Procedure più rapide in caso di ritiro patente
Immagine Maffi

Il Consiglio federale velocizza l’iter procedurale e introduce una prassi meno penalizzante per gli autisti in caso di sospensione della patente. Gli adeguamenti di ordinanza saranno validi dal 1° aprile 2023.

Cosa cambia
Nel caso di ritiro di una licenza di condurre o per allievo conducente, la polizia dovrà trasmettere il documento all’autorità cantonale entro tre giorni lavorativi. Lo stesso vale per targhe o licenze di circolazione sequestrate. L’Ordinanza sul controllo della circolazione stradale (Occs) non prescrive al momento alcun termine. Dal canto suo, l’autorità cantonale avrà a disposizione dieci giorni lavorativi per restituire il documento al titolare se non possiede elementi sufficienti per dubitare seriamente della sua idoneità alla guida, e quindi disporre perlomeno la revoca preventiva. Neanche in questo caso la vigente Occs specifica le tempistiche. La revisione normativa consente di accelerare le procedure e ridurre i tempi di sospensione della patente in attesa di una decisione formale.

Altre novità
Ma non finisce qui: su richiesta scritta del titolare, la prima almeno tre mesi dopo il provvedimento definitivo di sospensione preventiva della licenza, l’autorità avrà 20 giorni di tempo per confermare la decisione o restituirgli il documento. Inoltre, d’ora in poi l’autorità cantonale potrà mantenere la riservatezza di segnalazioni per dubbi sull’idoneità alla guida di terzi solo a condizione che sia dimostrato il sussistere di un interesse da tutelare, ovvero se la mancata forma anonima può recare grave pregiudizio al segnalante.

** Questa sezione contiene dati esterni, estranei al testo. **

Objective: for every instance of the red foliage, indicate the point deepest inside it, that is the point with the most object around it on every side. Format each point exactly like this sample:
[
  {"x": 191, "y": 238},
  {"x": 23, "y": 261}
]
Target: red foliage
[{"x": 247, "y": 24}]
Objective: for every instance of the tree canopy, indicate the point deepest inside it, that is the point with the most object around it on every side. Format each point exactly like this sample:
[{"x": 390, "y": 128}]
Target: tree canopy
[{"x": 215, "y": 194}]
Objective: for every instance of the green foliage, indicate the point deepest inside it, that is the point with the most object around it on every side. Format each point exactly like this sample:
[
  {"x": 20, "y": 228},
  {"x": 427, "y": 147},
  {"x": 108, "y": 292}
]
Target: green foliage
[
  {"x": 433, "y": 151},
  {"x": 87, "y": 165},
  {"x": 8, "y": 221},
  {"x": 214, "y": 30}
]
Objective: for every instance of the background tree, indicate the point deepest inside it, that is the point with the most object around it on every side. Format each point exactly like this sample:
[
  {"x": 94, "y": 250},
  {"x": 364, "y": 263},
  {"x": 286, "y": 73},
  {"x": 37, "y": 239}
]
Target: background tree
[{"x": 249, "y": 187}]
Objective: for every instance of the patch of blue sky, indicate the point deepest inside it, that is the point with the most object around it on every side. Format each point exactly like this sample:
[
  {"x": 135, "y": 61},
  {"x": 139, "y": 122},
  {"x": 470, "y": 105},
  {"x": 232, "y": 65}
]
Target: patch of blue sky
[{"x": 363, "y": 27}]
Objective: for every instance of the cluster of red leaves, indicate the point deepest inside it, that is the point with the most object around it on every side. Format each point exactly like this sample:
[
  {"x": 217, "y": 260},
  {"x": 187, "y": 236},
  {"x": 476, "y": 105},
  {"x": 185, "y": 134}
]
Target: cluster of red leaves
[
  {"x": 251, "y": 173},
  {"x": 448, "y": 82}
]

Conducenti professionisti: agevolazioni in caso di infrazioni lievi
L’autorità di revoca ha facoltà di autorizzare gli interessati a guidare per lavoro durante la sospensione della patente disposta per infrazione lieve (ad esempio eccessi di velocità contenuti). In tal modo si riduce il rischio per gli autisti di perdere il posto di lavoro. La deroga non si applica a chi commette infrazioni medio-gravi o gravi (come guida sotto l’effetto di stupefacenti) né ai titolari di licenze sospese a tempo indeterminato o revocate definitivamente per ragioni di sicurezza. Infine, gli spostamenti necessari all’esercizio della professione possono essere autorizzati solo a chi è stata ritirata la patente al massimo due volte nell’arco di cinque anni.